2.  The year 2000 was a momentous one in Northern Ireland's progress towards peace and security. It began with the Northern Ireland Executive and the Northern Ireland Assembly in full operation at last. On Friday 11 February the Secretary of State for Northern Ireland, Mr Peter Mandelson, and the Minister for Justice, Equality and Law Reform, Mr John O'Donoghue, received the second report of the Independent International Commission on Decommissioning under the chairmanship of General John de Chastelain. At midnight on the same day, however, in the face of increasing political uncertainty as to the future of peace process the Secretary of State for Northern Ireland suspended the operation of devolved government and reintroduced direct rule from Westminster. The suspension continued until midnight on Monday 29 May, when devolved government was restored. As a result, the activities of the Body were carried on against a background of some uncertainty.

The Work of the Body

3.  In accordance with the Rules of the Body, two Plenary Sessions were held in 2000: from 14 to 15 February in Westminster and from 9 to 10 October in Galway.

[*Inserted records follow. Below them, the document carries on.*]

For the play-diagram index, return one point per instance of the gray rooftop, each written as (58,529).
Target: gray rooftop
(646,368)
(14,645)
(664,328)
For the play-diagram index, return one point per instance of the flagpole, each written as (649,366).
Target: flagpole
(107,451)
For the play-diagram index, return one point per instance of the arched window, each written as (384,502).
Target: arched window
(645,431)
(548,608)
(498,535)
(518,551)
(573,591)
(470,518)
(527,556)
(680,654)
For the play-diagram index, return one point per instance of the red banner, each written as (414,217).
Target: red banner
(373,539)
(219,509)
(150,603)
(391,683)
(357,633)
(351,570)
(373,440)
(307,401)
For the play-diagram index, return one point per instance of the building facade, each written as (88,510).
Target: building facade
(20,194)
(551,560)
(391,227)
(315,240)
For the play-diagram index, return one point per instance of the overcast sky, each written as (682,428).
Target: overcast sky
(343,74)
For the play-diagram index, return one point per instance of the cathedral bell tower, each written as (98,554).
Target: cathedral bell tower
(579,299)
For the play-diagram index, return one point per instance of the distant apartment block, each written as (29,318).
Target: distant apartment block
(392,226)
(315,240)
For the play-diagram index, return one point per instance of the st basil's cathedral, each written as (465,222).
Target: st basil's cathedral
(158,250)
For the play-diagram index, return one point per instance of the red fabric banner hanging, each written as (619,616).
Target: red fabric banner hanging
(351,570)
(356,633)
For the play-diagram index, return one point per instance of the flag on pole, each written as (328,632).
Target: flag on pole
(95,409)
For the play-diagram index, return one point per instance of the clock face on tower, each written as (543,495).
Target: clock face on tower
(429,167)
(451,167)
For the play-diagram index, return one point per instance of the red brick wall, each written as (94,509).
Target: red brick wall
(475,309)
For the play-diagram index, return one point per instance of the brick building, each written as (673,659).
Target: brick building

4.  During the year there were several changes to the Membership of the Body on the British side. Everyone associated with the Body was deeply shocked and saddened by the tragic death of Michael and Nichola Colvin in a fire at their home. Michael had been a long-serving Member of the Body and was Chairman of Committee B, and Nichola was a regular attender at Plenary sessions. Several Members and staff attended their memorial service at Romsey Abbey.

5.  Perhaps the main issue facing the Body itself has been its own future development. It has been the intention of the Body since the advent of devolution to Northern Ireland, Scotland and Wales that its work should be broadened in some way to incorporate representation from the three devolved parliamentary institutions and from Guernsey, the Isle of Man and Jersey. Although representatives from Guernsey, the Isle of Man and Jersey addressed the 17th Plenary in York, and representatives of Northern Ireland, Scotland and Wales addressed the 19th Plenary in Cambridge, progress was hampered by the suspension of the Northern Ireland Assembly.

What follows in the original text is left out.